To reduce the financial impact of impending gasoline and diesel regulations, it will be necessary to reevaluate refinery unit operations in conjunction with innovative catalyst and process technology.

The challenge will be to comply with these regulations without excessive retail gasoline prices.

In addition, the industry will need to maintain profitability to remain competitive with other industries. Presently, industry experts predict that capital expenditure requirements for gasoline reformulation will exceed $20 billion.' Catalyst technology and operational changes will be needed to decrease the required capital for gasoline reformulation.

A study, based on recognized correlations, and pilot plant and commercial data from technical service work done by Akzo Chemicals Inc., was done to show how various processes and catalysts can be used to minimize the capital expenditures to produce reformulated gasoline. Although capital investment will be necessary to meet a reformulated gasoline slate by 1994, the investment could be just under $58 million for the 100,000-b/d refinery configuration used in the study.

BACKGROUND

The U.S. Congress is presently debating the reformulated gasoline specifications in the reauthorization of the 1970 Clean Air Act. Promulgation of this law is expected to occur in late 1990 with provisions coming into force beginning in 1992.

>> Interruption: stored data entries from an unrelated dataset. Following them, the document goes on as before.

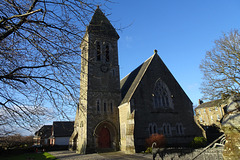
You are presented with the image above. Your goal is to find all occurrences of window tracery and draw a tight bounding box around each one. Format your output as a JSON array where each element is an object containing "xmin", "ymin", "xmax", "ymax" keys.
[{"xmin": 153, "ymin": 79, "xmax": 173, "ymax": 109}]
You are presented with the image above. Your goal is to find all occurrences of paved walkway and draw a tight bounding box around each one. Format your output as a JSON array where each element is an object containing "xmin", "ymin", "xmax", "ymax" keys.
[
  {"xmin": 49, "ymin": 150, "xmax": 153, "ymax": 160},
  {"xmin": 49, "ymin": 147, "xmax": 224, "ymax": 160}
]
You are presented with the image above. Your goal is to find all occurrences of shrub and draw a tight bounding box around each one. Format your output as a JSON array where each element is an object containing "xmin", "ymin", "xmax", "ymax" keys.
[
  {"xmin": 191, "ymin": 136, "xmax": 207, "ymax": 148},
  {"xmin": 145, "ymin": 147, "xmax": 152, "ymax": 153}
]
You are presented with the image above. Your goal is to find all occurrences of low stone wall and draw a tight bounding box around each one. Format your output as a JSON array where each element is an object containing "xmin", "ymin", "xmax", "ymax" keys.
[{"xmin": 153, "ymin": 147, "xmax": 223, "ymax": 160}]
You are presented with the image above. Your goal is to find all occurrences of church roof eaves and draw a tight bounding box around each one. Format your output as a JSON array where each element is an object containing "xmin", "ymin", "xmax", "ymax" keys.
[{"xmin": 120, "ymin": 53, "xmax": 156, "ymax": 105}]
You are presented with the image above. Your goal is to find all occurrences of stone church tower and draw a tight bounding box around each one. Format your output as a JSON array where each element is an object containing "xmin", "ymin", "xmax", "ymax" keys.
[{"xmin": 69, "ymin": 7, "xmax": 121, "ymax": 153}]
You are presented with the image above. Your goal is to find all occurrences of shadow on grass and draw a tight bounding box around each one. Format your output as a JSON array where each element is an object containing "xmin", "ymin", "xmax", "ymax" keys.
[{"xmin": 0, "ymin": 152, "xmax": 58, "ymax": 160}]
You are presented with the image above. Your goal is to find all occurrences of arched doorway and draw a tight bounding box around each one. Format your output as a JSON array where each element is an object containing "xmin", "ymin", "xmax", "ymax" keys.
[
  {"xmin": 98, "ymin": 127, "xmax": 110, "ymax": 148},
  {"xmin": 94, "ymin": 120, "xmax": 119, "ymax": 151}
]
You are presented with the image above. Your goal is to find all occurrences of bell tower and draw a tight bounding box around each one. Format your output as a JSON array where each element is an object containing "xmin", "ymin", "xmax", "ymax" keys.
[{"xmin": 70, "ymin": 7, "xmax": 121, "ymax": 154}]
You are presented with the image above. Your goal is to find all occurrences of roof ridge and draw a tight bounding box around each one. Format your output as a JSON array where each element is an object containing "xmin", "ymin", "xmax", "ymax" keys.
[{"xmin": 121, "ymin": 53, "xmax": 156, "ymax": 104}]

The Subcommittee on Environmental Protection is targeting a 50% reduction in ozone-forming and carbon monoxide emissions from cars and light duty trucks by the year 2000 .3 This coincides with the projected increase in gasoline volume, at 0.7% annually to 1995, and road octane, (R+M)/2, from 89.3 to 89 .8.4

These demands will have to be met without the conventional octane and volume boosters, butanes and tetraethyl lead (TEL), that were available in the early 1980's. This is the result of meeting the U.S. Environmental Protection Agency's (EPA) Phase 2 summertime volatility limits of 8 psi Rvp and the 95% phase-out of TEL in North America by 1992.

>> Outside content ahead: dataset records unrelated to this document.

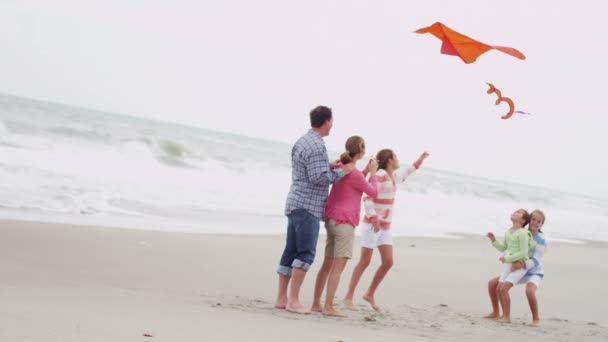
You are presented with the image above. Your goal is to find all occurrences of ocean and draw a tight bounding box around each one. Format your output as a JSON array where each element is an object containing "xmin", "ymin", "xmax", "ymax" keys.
[{"xmin": 1, "ymin": 93, "xmax": 607, "ymax": 242}]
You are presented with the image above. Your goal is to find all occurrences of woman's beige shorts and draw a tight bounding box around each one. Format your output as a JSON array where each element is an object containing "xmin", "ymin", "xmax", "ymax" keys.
[{"xmin": 324, "ymin": 219, "xmax": 355, "ymax": 259}]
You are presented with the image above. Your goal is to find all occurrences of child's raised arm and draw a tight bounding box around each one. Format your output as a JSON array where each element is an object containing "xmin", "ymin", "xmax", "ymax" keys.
[{"xmin": 488, "ymin": 232, "xmax": 507, "ymax": 252}]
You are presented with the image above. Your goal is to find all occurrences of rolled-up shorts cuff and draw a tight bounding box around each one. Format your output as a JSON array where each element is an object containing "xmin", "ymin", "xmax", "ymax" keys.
[
  {"xmin": 291, "ymin": 259, "xmax": 311, "ymax": 272},
  {"xmin": 277, "ymin": 265, "xmax": 292, "ymax": 277}
]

Furthermore, the mandated gasoline reformulation will include a reduction in high octane producing aromatics and light olefins.

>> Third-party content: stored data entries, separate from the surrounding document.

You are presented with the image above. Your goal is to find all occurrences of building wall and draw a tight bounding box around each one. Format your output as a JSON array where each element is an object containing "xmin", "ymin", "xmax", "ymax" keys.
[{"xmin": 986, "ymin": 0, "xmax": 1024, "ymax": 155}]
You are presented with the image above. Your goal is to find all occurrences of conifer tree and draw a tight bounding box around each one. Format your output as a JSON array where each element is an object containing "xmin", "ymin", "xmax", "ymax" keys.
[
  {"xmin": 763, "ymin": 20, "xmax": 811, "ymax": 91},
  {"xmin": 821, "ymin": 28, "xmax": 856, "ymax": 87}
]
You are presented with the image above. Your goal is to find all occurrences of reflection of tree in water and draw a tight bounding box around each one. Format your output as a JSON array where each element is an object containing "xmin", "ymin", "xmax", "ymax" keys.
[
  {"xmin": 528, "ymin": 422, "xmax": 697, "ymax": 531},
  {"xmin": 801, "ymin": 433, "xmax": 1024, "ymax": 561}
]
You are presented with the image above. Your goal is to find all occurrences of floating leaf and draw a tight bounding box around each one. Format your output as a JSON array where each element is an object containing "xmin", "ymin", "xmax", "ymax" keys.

A National Petroleum Refiners Association gasoline survey, completed in 1989, indicates that the U.S. gasoline pool contains, on average, 32% aromatics and 13% olefins.5 Therefore, the proposed standards represent a 10% reduction in aromatics and a three-fold reduction in light olefins.

A more stringent requirement will be a reduction in benzene to 0.8 vol %. Blended gasoline can contain up to 5% benzene.'

Major sources of aromatics in gasoline originate from catalytic reformers and fluid catalytic cracking units (FCCUs). Reformate contains up to 70% aromatics compared to 20-27% from the FCCU.

A major portion of the benzene in the gasoline is generated in the reformer. Primary sources of olefins are the FCCU and its propylene conversion units and coking units.

REFINERY OUTLOOK

The reformulated gasoline standards will prompt a change in the sources for gasoline. The amount of operational changes and capital expenditures will depend on the refinery type.

A refiner with downstream petrochemical facilities should have the flexibility to further process the refined products. Small refiners will likely choose to sell their gasoline to blending companies.

A mid-sized refiner without chemical facilities may have to spend substantial capital unless it decides to integrate with another refiner or petrochemical plant in close proximity.

The FCCU will continue its prominent role as the major contributor to the gasoline pool. However, its contribution will change by supplying more feedstock to units such as methyl tertiary butyl ether (MTBE) and alkylation. These units will contribute more to the gasoline pool because they produce gasoline with lower vapor pressure and virtually no aromatics and olefins. They also destroy light olefins that react with ozone.

Isomerization units will have to be built to increase the octane of the light straight-run (LSR). Also, it is possible that the front-end of the heavy straight-run will be isomerized, rather than reformed, to reduce benzene production.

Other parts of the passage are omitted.